James Hendry, the father of gas-assisted injection molding, died May 24 at his home in Brooksville, Fla. He was 93.
Hendry's career spanned the entire modern plastics industry, beginning as a compression molding machine operator at Burroughs Adding Machine Co. in 1938. He remained active throughout his life, attending NPEs, speaking and even working on patents while in the hospital. In the last two years, he applied for four patents, said Steve Ham, a gas-assisted molding consultant and friend of Hendry.
A patent lawyer came to the hospital to write up his final patents, Ham said.
“Not many people had the endurance that he did,” Ham said. “He contributed at conferences at all times in his career. Hundreds and hundreds of papers. I think he had 104 patents.”
Many were for gas-assisted molding. The process works by pumping gas, usually nitrogen, into the mold. The gas pushes the melted plastic out against the mold, producing hollow parts.
Gas-assisted molding has grown rapidly in a wide range of parts, from large automotive components to small precision electronics.
Hendry entered the Plastics Hall of Fame in 2009. At that NPE — and every other one — he walked the show every single day, soaking in new technology. He finally relented at the last NPE, in 2012 in Orlando, Fla., and used a motorized wheelchair, Ham said.
“He told the story about being at NPE when JFK was shot,” said Ham, who nominated Hendry to the Plastics Hall of Fame. In recent years, the two formed a consulting partnership, H-2, and worked on Hendry's idea — began when he worked at Ex-Cell-O Corp. in the 1970s — to quickly heat and then cool the mold. In a Plastics News profile when he entered the hall, Hendry said he left Ex-Cello in 1981 when the company nixed the flash-heating idea, then for structural foam.

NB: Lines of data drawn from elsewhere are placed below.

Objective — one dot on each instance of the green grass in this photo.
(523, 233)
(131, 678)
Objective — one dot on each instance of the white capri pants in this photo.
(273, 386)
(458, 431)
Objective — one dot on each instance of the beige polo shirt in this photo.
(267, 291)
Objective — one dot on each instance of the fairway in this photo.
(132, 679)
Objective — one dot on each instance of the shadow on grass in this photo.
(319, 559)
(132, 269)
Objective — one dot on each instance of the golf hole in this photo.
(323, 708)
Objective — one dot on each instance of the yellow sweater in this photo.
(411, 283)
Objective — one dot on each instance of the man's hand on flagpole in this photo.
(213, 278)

He kept thinking about thermal cycling for decades afterward. That illustrates Hendry's stick-to-itiveness to keep working on his inventions. “It was such a treat to be around him. He had such energy,” Ham said.
It was at Ex-Cell-O, in Athens, Tenn., that Hendry began to develop the basics of gas-assisted molding. The goal then was to eliminate the swirly pattern common on structural foam parts, and make parts with a smooth finish.

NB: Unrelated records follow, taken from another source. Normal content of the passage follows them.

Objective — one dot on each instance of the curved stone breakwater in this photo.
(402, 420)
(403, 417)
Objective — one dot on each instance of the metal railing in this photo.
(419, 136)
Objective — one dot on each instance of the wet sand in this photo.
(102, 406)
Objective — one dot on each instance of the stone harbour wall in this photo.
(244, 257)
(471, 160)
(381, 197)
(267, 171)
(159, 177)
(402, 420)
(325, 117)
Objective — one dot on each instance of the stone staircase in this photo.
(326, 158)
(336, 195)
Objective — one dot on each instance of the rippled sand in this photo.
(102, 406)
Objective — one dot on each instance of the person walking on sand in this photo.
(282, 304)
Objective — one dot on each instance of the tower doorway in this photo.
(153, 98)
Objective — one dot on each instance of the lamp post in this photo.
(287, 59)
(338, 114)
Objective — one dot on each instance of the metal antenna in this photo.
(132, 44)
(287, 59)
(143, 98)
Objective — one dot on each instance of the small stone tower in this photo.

Born in Scotland as the youngest of 12 children, his family moved to West Virginia when he was a toddler. His father, a coal miner, died from cancer when Hendry was 8 years old. The whole family moved to Detroit when one of his sisters married a man from that city.
Right after high school, Hendry went to work at Burroughs, molding handles and cases for the company's adding machines. He became an apprentice mold designer. During World War II, he moved to Electric Autolite in Bay City, Mich., which was changed to war-time production of phenolic distributor caps for Army Jeeps, parts for the proximity fuse and torpedoes and other components.
“He fought World War II in the plastics lab,” Ham said.